Identidad
¿Quién dice la gente que soy yo?”, preguntó Jesús a sus discípulos camino a Cesarea de Filipo. ¿Necesitaba el Maestro saber lo que el pueblo pensaba de Él? Esta curiosidad se espera más de los seres inseguros, de quienes no se conocen a sí mismos. Para nosotros tal interrogante es válida y comprensible, pero jamás en Él. Entonces, ¿por qué deseaba saber Jesús lo que decían de Él los hombres del mar y de las aldeas? ¿Acaso desconocía su verdadera identidad, su propósito y naturaleza sobrenatural?
Ciertamente Jesús no preguntó para saber, sino para que sus seguidores sepan también quién era Él realmente. De modo que escuchó pacientemente las varias respuestas: “Unos dicen que eres Juan el Bautista, otros, Elías; otros, Jeremías, y otros, un profeta de los antiguos que ha resucitado”. Jesús hizo, pues, la pregunta más importante: “Y vosotros, ¿quién decís que soy yo?”. En seguida Pedro respondió con certeza sorprendente: “Tú eres el Cristo, el Hijo del Dios viviente”. Jesús exclamó con regocijo: “Bienaventurado eres, Simón, hijo de Jonás, porque no te lo reveló carne ni sangre, sino mi Padre que está en los cielos”.

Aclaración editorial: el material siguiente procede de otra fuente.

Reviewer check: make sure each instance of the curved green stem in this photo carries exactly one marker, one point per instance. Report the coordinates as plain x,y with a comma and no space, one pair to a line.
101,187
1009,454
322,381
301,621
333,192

La historia universal cuenta de seres excepcionales que han expresado quiénes son: Mahoma creía que era profeta, Buda se consideraba buscador de la verdad y Confucio solo pretendió ser un maestro sabio. Únicamente Jesucristo se declaró como el Hijo eterno de Dios; aquel Dios hecho hombre que murió en la cruz para perdonar el pecado de toda la humanidad, para que “todo aquel que en Él cree no se pierda, mas tenga vida eterna”. (Ver: Mateo 16:13-17).